Il parait qu’il ne faut pas dire ou écrire que Soljenitsyne fut anti-sémite, réactionnaire et nationaliste et tout juste concéder du bout des lèvres qu’il ne s’agirait que d’une dérive de sa fin de vie. Non, au temps, au début des années 70, au temps où je lui apportais clandestinement à Moscou ses livres publiées en France sur du papier bible par les Editeurs réunis, au temps où je rapportais en France quelques uns de ses discours et interventions (notamment son éloge funèbre du rédacteur en chef de la Literaturnaya Gazeta) avant de les publier dans Politique-Hebdo, il était déjà profondément réac.

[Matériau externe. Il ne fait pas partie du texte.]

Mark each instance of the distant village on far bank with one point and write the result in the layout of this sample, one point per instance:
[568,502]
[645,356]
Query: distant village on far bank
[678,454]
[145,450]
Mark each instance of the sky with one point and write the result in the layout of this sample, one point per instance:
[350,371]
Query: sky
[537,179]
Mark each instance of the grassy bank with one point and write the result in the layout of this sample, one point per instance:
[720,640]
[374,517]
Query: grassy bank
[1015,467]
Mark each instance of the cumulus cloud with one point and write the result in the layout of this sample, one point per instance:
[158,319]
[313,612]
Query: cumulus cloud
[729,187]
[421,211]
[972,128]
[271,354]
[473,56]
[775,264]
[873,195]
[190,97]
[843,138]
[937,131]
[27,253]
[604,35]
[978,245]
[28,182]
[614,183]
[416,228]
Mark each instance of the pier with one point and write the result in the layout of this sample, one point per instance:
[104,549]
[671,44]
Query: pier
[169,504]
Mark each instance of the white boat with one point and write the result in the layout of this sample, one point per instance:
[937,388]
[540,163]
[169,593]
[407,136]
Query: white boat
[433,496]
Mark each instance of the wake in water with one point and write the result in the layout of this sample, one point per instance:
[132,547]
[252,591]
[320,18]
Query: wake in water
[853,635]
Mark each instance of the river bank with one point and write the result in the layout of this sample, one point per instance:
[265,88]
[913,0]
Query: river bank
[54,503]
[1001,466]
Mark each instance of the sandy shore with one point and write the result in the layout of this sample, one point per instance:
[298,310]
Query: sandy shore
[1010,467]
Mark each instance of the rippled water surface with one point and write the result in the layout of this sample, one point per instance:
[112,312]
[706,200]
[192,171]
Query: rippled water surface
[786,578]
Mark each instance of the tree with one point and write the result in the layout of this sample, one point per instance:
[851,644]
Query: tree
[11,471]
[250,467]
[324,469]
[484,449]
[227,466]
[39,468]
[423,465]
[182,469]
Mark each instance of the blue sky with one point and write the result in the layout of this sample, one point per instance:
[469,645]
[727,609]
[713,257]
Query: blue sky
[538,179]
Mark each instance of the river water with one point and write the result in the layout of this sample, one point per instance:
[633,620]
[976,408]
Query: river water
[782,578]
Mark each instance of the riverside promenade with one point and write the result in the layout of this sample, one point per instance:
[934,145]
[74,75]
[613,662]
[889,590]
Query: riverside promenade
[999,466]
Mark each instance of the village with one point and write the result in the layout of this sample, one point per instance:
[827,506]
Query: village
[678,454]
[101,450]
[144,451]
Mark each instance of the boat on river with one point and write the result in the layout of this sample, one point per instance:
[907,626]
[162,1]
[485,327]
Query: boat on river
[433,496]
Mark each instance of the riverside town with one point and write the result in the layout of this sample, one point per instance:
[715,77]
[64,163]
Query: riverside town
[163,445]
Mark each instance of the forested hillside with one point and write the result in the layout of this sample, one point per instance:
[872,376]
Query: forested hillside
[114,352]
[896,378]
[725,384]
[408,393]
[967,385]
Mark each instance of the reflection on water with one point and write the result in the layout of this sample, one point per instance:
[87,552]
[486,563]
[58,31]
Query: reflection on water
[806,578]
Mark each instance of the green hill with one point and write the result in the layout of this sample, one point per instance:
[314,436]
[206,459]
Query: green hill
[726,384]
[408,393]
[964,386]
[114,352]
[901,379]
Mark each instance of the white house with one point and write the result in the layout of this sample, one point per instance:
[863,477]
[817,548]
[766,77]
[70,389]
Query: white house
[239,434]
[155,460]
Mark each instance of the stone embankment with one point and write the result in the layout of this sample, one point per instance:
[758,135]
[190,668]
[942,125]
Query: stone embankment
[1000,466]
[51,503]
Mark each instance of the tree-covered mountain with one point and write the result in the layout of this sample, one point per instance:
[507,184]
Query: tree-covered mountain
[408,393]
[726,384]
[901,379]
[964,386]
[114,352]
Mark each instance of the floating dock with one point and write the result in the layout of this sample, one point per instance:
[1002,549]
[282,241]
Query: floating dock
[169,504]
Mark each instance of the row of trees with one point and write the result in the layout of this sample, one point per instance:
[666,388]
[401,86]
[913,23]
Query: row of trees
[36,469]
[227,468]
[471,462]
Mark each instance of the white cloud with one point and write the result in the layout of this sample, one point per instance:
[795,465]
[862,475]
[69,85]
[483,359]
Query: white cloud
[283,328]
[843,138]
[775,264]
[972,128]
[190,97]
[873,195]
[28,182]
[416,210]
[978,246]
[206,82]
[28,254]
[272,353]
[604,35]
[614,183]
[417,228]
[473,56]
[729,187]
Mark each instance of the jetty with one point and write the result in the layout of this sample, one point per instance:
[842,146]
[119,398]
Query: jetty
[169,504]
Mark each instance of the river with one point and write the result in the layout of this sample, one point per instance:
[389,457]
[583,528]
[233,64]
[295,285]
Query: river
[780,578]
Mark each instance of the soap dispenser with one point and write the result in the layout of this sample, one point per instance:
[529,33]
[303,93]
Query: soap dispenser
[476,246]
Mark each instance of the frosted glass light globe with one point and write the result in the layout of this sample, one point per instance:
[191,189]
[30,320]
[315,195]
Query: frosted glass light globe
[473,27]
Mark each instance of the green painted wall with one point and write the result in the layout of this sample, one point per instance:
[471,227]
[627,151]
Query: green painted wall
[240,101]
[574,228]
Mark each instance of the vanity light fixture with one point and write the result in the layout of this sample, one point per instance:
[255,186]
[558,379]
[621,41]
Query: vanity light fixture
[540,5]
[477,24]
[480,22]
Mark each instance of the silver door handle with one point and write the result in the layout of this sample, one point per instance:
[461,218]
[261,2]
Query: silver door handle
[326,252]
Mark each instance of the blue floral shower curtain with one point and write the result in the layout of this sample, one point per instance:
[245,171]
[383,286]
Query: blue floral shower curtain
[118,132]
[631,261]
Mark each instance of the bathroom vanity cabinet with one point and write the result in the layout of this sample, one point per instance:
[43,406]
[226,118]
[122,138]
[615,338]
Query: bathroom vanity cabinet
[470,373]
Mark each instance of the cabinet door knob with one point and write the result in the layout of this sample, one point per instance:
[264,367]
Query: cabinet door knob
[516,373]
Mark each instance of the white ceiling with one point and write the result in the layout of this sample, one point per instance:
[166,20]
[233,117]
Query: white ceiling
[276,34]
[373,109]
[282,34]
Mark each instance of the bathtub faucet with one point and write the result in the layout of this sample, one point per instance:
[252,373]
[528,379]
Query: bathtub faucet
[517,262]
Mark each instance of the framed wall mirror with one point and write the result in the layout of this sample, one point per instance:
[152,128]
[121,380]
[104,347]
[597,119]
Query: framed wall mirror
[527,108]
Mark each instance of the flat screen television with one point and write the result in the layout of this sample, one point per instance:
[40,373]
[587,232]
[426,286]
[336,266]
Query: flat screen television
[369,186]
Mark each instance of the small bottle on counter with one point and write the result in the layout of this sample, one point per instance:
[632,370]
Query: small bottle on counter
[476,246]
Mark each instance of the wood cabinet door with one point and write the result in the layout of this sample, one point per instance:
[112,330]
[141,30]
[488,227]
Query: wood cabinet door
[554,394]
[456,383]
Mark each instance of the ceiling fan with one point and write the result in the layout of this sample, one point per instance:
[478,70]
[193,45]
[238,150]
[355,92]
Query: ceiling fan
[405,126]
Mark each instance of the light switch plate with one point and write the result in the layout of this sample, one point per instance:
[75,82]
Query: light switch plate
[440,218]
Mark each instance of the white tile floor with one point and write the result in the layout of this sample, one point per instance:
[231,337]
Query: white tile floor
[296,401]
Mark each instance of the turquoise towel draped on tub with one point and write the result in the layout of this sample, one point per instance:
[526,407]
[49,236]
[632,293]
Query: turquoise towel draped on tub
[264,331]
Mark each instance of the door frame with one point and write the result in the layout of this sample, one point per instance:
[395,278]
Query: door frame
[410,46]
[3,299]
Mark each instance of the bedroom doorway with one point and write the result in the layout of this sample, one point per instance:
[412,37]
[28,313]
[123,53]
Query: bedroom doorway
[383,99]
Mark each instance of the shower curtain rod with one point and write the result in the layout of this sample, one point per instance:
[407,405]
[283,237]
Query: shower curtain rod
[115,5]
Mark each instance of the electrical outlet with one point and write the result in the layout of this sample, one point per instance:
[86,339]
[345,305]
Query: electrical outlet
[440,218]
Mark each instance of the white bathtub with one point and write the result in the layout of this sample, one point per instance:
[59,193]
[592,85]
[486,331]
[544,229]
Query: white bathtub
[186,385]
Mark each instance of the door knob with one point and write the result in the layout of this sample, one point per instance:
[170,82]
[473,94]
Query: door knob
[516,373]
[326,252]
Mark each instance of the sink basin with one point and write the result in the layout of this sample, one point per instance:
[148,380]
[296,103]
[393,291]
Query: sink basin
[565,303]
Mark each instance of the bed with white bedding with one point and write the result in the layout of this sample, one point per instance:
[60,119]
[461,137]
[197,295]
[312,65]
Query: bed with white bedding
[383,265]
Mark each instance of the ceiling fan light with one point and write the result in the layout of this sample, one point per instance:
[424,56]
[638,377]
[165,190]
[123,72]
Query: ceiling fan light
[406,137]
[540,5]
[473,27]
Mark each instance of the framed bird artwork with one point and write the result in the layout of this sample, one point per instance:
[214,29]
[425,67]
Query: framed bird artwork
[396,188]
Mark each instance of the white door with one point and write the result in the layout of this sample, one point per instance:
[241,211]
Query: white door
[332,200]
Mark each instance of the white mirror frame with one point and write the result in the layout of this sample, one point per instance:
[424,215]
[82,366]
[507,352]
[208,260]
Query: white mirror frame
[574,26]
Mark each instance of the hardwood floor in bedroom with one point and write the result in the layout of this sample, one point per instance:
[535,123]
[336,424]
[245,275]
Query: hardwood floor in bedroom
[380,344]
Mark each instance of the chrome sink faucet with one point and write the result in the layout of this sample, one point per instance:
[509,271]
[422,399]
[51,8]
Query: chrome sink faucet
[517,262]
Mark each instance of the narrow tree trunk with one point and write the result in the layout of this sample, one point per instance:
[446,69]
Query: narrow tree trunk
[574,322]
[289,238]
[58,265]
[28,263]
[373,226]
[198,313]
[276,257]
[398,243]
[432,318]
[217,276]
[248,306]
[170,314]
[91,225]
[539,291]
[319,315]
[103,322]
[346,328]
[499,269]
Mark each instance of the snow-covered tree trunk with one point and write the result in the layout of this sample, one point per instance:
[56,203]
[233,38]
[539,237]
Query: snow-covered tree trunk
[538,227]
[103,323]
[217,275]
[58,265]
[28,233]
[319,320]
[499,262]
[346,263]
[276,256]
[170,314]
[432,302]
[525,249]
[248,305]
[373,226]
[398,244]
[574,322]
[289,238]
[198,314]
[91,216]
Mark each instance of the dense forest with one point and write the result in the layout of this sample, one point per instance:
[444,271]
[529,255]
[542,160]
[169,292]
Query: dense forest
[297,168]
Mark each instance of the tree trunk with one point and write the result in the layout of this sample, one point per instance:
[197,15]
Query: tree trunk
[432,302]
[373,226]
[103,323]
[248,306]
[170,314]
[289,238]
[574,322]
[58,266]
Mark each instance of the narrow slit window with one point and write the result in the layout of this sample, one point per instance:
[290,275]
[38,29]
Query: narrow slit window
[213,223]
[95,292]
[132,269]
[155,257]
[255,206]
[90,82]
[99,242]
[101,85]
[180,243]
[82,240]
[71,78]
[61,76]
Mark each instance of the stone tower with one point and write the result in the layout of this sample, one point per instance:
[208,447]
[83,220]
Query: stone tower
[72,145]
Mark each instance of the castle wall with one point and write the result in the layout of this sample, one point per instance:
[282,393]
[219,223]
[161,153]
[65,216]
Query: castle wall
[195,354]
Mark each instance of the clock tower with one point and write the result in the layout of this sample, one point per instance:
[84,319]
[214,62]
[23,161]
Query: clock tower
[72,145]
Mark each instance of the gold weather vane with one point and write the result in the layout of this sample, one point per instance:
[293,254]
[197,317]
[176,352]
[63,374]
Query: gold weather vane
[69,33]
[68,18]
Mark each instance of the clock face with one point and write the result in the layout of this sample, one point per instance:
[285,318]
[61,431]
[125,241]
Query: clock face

Cela se lisait dans ses textes qui ne circulaient même pas encore sous le manteau et qu’il n’était possible de se procurer qu’en rusant avec le KGB qui me suivait partout. Du temps, le même, où il était hébergé par Rostropovitch à Barvikha dans la banlieue chic de Moscou, Soljenitsyne était déjà également anti-juif et nationaliste. Et aussi déjà désagréable, ce qui fut le moindre de ses défauts. Mais de cela, moi le premier, on ne parlait guère pour ne pas ternir la réputation d’un opposant emblématique au régime présidé alors par Brejnev.

Alexandre Soljenitsyne, qui se persuada finalement, avec l’aide des médias, qu’il était le prophète russe du XX éme siécle, commit un jour l’erreur de vouloir le vérifier en entreprenant en 1994 un surprenant retour en Russie par le train qui traversait la Sibérie. Un périple qui lui signala durement qu’il n’était pas le prophète qu’il imaginait : les foules n’étaient pas au rendez vous dans les gares du transsibérien et son caractère acariâtre s’en aggrava, il avait été profondément blessé par cette indifférence qui n’était ni de l’oubli ni de l’ignorance, mais de la méfiance. Car tous ses livres interdits avaient été publiés les uns après les autres sous le règne de Mikhaïl Gorbatchev auquel il n’apporta jamais le moindre appui, préférant revenir au pays sous Boris Eltsine plutôt que du temps de la perestroïka, au moment où son geste aurait été apprécié des Russes. Dans cette logique, de sa retraite moscovite, il apporta souvent son soutien à Vladimir Poutine tout en dénonçant la corruption de la société. Prise de position parfaitement compréhensible: dans ce président dont le coup d’Etat déposa Eltsine dans la tradition des fratricides luttes tsaristes, il avait trouvé ce dont il rêvait à voix haute : un nouveau tsar ; alors que Gorbatchev surgit par surprise et à une voix de majorité d’un bureau politique qui ne se méfia pas, fut l’homme qui misa sur la démocratie qui déplaisant tant à l’écrivain confit dans la religion orthodoxe.